Bilkent University
Insightful Corporation
Seattle, WA
Content-based image retrieval (CBIR) has become a very popular research
area in the recent years as it provides new application areas and new
challenges to image processing, machine learning, computer vision and
pattern recognition. In this talk, I will give an overview of two
probabilistic approaches to CBIR. In the system developed at the University
of Washington, we pose the retrieval problem in a classification framework
where the goal is to minimize the classification error in a setting of two
classes: the relevance and irrelevance classes of the query. We propose
effective solutions to different levels of the retrieval process within
this framework. Feature extraction and normalization is done by maximizing
class separability. Similarity is measured using likelihood of two images
being similar or dissimilar. A key aspect of our framework is a two-level
modeling of probability. The first level maps high-dimensional feature
spaces to two-dimensional probability spaces using parametric density
models for features. The second level uses combinations of classifiers
trained in multiple probability spaces and corresponds to a modeling of
``probability of probability'' to compensate for errors in modeling
probabilities in feature spaces. The Bayesian formulation also provides
a unified framework for fusion of information from different features
as well as support for relevance feedback.
In the second part of the talk, I will describe our work on interactive
classification and retrieval of remote sensing images at Insightful
Corporation. We developed a hierarchical representation that models
image content in pixel, region and scene levels to reduce the gap between
low-level features and high-level user semantics. Pixel level representations
are learned through automatic fusion of spectral, textural and ancillary
features using decision tree, rule-based and naive Bayes classifiers.

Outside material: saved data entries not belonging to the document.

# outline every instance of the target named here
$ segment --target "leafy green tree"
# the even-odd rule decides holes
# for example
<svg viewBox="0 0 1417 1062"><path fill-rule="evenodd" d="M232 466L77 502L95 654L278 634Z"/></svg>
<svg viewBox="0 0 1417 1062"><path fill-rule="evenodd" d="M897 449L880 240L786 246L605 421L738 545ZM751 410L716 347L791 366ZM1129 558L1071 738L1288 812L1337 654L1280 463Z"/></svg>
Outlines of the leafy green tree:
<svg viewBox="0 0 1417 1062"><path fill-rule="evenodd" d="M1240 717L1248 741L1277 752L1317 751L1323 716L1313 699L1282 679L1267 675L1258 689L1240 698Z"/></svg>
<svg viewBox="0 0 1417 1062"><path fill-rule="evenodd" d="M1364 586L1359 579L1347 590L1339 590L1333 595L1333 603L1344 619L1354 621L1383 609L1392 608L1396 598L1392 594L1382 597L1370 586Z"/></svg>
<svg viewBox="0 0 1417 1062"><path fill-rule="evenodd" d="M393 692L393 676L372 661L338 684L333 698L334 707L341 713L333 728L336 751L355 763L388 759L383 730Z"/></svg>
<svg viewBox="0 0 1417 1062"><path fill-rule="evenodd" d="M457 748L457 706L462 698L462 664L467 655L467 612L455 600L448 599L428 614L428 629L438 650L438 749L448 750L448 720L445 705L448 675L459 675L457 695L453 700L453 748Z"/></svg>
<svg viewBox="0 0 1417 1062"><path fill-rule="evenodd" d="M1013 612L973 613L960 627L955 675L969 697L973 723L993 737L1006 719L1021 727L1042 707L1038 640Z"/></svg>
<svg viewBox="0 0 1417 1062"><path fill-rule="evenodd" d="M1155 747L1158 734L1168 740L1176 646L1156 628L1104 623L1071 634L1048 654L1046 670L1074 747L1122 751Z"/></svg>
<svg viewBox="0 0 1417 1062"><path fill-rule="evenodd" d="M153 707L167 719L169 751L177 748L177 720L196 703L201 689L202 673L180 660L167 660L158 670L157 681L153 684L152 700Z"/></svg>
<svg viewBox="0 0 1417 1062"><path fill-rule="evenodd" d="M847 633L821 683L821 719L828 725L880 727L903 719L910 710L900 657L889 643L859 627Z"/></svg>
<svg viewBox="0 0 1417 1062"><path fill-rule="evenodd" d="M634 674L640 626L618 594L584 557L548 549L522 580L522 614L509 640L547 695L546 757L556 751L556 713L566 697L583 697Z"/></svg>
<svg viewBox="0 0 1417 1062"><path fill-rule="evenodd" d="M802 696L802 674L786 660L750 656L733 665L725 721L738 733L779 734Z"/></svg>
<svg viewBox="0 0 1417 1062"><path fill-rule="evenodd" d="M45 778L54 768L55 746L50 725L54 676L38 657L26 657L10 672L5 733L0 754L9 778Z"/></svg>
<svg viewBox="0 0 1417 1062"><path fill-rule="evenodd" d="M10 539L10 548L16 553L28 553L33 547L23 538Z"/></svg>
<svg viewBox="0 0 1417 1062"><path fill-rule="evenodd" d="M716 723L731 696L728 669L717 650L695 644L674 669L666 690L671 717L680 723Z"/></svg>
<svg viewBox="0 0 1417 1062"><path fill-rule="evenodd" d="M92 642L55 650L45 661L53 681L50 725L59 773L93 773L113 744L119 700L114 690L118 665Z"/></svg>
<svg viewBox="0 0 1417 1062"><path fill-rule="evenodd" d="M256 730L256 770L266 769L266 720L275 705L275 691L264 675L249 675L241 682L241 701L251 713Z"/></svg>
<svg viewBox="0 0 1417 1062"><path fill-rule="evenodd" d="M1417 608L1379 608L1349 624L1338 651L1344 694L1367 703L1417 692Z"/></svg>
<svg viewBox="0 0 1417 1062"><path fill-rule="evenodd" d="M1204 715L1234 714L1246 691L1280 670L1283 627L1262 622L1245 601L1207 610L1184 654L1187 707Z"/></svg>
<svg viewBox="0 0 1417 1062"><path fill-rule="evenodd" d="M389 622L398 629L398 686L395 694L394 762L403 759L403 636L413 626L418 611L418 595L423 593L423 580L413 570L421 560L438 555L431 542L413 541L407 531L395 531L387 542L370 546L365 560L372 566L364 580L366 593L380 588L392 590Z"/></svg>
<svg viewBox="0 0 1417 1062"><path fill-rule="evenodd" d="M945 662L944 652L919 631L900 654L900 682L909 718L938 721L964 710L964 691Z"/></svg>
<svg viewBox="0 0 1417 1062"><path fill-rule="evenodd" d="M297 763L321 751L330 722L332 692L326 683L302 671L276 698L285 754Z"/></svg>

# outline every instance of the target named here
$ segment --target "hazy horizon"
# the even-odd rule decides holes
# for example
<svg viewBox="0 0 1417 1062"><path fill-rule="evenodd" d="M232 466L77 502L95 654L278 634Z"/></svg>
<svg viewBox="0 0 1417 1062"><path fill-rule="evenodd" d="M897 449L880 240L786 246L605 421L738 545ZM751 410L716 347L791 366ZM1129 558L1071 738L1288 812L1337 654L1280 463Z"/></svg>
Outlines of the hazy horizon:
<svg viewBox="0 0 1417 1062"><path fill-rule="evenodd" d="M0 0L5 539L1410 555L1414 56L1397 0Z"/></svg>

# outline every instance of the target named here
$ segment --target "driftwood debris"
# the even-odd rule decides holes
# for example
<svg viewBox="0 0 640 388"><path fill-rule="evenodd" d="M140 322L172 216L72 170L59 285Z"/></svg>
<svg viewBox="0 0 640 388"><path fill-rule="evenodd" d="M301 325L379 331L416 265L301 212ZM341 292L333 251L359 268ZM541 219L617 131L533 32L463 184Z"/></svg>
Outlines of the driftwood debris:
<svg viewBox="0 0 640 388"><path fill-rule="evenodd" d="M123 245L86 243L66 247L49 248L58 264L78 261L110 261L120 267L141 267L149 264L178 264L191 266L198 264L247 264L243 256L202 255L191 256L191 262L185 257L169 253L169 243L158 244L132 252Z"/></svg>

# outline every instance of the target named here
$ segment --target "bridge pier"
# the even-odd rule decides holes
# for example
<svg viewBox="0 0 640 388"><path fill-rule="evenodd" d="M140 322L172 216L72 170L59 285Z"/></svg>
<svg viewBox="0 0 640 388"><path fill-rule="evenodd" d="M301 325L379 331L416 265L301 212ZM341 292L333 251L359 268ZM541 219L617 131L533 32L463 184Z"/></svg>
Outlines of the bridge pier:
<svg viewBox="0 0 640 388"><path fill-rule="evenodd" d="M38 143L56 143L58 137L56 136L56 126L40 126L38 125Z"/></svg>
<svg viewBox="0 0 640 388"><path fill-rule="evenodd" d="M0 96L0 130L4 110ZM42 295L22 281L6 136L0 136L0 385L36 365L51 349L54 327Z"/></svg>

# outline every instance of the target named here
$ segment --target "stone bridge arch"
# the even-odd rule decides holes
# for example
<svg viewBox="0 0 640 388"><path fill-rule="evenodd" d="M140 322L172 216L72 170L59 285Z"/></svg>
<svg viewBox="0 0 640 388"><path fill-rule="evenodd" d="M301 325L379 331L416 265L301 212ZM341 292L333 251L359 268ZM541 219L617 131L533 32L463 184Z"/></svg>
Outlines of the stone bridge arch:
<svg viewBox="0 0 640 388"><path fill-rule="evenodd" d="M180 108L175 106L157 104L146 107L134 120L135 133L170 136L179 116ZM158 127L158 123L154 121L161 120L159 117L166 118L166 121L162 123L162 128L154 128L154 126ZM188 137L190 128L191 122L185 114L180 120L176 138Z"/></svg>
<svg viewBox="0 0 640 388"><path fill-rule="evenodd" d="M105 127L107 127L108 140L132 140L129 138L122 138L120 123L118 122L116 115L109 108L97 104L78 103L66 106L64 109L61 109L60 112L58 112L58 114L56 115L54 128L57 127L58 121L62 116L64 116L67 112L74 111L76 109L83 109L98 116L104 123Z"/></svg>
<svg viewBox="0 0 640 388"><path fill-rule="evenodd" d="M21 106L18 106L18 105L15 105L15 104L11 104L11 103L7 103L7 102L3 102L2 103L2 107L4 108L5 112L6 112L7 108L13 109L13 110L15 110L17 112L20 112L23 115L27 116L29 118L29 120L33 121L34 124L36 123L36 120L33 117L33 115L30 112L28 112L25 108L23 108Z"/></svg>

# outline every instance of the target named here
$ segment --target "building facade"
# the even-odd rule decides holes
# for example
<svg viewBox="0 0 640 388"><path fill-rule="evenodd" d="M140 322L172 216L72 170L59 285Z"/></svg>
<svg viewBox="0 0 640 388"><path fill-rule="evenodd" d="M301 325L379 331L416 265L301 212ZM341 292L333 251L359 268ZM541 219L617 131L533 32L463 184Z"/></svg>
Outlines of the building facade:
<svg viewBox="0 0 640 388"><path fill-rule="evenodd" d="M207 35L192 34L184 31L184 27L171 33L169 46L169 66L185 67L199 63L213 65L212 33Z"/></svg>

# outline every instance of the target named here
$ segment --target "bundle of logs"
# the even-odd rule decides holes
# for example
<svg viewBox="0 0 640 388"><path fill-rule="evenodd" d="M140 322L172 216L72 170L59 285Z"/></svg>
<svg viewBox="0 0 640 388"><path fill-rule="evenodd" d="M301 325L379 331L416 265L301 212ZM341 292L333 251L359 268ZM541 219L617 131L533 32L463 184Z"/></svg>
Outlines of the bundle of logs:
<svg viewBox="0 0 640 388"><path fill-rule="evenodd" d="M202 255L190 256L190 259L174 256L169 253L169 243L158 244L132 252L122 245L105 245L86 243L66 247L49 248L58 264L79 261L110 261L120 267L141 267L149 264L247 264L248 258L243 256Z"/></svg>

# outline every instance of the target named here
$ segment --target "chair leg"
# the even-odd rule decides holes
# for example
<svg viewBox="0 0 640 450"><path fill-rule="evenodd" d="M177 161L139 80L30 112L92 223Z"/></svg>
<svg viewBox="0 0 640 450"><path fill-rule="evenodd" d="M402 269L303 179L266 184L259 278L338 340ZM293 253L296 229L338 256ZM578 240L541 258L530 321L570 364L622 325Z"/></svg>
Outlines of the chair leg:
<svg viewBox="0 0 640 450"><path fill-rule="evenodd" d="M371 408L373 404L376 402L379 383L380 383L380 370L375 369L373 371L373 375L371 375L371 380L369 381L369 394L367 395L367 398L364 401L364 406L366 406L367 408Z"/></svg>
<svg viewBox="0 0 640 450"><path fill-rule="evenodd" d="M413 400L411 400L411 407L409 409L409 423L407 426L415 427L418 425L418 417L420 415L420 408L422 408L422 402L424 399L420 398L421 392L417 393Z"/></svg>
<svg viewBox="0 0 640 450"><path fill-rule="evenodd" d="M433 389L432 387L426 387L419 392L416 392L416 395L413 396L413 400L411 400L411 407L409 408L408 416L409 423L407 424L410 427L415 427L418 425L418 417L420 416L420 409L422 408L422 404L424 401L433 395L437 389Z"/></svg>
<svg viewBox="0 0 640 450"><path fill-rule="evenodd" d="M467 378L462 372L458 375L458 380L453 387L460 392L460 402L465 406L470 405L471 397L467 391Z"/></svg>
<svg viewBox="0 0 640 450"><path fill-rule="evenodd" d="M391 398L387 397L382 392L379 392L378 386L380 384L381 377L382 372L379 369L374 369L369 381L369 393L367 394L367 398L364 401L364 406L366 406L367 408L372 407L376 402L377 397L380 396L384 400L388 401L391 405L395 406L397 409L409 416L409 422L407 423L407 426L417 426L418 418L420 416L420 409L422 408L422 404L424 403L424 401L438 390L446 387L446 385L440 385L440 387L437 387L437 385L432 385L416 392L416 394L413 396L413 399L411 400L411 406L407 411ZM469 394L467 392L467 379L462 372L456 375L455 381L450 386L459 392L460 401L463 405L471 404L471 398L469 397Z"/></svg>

Region level representations consist of shape characteristics and statistics
of groups of pixels. Scene level representations include a visual grammar
that models spatial interactions of region groups using attributed relational
graph structures. The visual grammar can be used to summarize image content
and to classify images into high-level categories using Bayesian classifiers
that automatically learn groups of regions that can distinguish particular
classes of scenes from others. Quantitative results and example queries
will be presented for both systems.
DATE:
September 2, 2003, Tuesday @ 13:40
PLACE: EA-502